As far as voting with one’s feet, that is a mighty long walk for most of America. KP has a strong presence on the West Coast, but elsewhere their coverage is sparse.
If I apply Michael’s analogy to your statement it would be, “Why didn’t Rosa Park just move New York where she could sit on any seat in any bus?”
Sometimes we need laws to support us in our attempt to treat our fellow man with dignity and respect wherever they live in our fair country.
Reflecting on other movements
Lately I’ve come to realize an aspect of paternal medicine (regardless of whether it’s well intended) that’s subtle and, I think, perverse: in many domains, we keep patients separate from knowledge, then justify it by noting how ill-informed they are. Isn’t that a bit sick?
And this post makes me think back to the Sixties, when I saw exactly that reasoning applied to blacks.
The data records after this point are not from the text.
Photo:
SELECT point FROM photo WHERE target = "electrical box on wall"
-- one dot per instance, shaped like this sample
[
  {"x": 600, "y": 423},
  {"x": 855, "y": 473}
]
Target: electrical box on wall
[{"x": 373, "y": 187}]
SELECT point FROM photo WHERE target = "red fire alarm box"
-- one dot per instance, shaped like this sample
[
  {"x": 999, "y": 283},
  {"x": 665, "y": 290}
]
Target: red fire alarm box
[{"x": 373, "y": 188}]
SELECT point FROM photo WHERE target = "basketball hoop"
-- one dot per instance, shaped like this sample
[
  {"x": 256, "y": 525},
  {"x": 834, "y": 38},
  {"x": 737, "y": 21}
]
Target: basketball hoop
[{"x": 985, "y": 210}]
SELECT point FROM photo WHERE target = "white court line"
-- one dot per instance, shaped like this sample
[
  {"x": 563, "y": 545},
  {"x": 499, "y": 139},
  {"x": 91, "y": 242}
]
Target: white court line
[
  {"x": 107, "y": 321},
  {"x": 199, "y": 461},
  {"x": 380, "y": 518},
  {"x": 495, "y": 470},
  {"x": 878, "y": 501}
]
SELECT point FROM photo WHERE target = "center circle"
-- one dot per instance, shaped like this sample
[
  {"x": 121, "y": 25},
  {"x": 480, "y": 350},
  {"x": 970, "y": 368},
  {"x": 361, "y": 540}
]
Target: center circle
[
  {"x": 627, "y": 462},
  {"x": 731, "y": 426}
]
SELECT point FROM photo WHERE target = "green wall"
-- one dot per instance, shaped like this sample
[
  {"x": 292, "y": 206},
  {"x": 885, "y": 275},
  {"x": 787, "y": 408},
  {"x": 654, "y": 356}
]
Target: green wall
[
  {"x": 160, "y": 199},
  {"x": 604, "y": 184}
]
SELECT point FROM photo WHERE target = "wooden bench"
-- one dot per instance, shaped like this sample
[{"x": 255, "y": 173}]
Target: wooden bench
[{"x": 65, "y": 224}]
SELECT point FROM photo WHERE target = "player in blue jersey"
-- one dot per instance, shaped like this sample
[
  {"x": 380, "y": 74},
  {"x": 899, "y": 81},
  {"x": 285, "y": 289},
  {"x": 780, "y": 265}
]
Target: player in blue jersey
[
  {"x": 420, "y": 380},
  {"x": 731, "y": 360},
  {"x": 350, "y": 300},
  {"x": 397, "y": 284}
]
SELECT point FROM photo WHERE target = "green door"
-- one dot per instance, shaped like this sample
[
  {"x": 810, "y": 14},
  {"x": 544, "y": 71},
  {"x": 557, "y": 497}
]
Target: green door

And women, now that I think of it.
How many times did I hear a man say “Don’t you worry your pretty head about that”? Or Todd Rundgren’s offensive 1970 lyric in “We Gotta Get You a Woman”: “They may be stupid but they sure are fun.”
I think Regina hits the nail on the head. The question ought not to be “What are you people complaining about? Aren’t you asking a bit much?” Rather, we should focus on whether people in need are at least being allowed to help themselves – and we really ought to ask if we’re somehow suppressing people, even if we don’t mean to be.
For a deeper dive into this thinking, read Sarah Greene’s post here, three years ago this week: Participatory Medicine as Revolution: Think Critically! Communicate! It cites the book Pedagogy of the Oppressed.